Within the hour, she was pouring him coffee. He said that his name was Rick Rescorla, and he seemed eager to talk—so eager that Susan doubted he was paying much attention to her end of the conversation. (She was later surprised to learn that he remembered everything she’d said.) Rescorla told her that he was divorced, with two children, and was living in the area to be near them. He had been married for many years, but he and his wife had grown apart, and when he felt his children were old enough they’d divorced. His name wasn’t really Rick, he explained, but hardly anyone called him by his given names, Cyril Richard. He had grown up in Hayle, a tiny village in Cornwall, on England’s southwest coast, with his grandparents and his mother, who worked as a housekeeper and companion to the elderly. He’d left Hayle in 1956, when he was sixteen, to join the British military. He’d fought against Communist-backed insurgencies in Cyprus from 1957 to 1960, and in Rhodesia from 1960 to 1963.
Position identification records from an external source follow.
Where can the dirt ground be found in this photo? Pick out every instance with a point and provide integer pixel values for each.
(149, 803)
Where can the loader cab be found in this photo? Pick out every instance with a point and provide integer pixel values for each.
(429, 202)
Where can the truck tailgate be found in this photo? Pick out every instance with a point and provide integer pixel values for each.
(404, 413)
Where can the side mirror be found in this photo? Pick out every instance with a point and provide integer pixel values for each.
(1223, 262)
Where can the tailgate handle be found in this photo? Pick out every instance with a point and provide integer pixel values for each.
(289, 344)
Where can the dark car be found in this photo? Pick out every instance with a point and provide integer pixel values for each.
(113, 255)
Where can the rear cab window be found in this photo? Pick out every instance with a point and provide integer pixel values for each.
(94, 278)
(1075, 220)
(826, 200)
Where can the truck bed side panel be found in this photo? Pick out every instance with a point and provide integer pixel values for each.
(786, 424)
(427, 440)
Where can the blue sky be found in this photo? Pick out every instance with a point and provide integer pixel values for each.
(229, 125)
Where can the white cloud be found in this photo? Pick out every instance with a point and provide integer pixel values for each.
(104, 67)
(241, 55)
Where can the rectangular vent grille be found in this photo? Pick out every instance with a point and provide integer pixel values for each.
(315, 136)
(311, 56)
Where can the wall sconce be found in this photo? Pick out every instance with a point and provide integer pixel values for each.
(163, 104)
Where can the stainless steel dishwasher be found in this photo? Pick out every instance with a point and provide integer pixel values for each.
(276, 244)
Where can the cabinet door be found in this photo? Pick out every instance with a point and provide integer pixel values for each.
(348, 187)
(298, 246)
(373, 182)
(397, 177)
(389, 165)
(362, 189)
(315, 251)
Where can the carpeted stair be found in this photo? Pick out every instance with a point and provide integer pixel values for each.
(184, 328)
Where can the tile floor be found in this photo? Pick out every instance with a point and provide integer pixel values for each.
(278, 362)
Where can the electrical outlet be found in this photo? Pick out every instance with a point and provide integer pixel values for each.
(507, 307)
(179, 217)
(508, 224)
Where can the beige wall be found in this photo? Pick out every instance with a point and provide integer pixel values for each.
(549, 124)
These experiences had made him a fierce anti-Communist. The reason he had come to America, he said, was to enlist in the Army, so that he could go to Vietnam. He welcomed the opportunity to join the American cause in Southeast Asia and, for a long time, had never questioned the wisdom or morality of the war. After fighting in Vietnam, he returned to the United States, using his military benefits to study creative writing at the University of Oklahoma, and eventually earning a bachelor’s, a master’s in literature, and a law degree. He had met his former wife there.
Now he was spending his free time trying to write, mainly plays and screenplays. The play he had mentioned the previous morning, “M’kubwa Junction,” was set in Rhodesia, he said, and was based on his time there. Few of the native Rhodesians had worn shoes, which was why he had to feel what it was like to run barefoot. And all his life, he said, he had worked out and kept himself in good shape. He seemed self-conscious about his weight, and explained that his body had swollen because of medical treatments. He had prostate cancer, and the cancer had spread to his bone marrow. He said that he didn’t know how much time he had to live, but, whatever was left, he intended to make the most of it.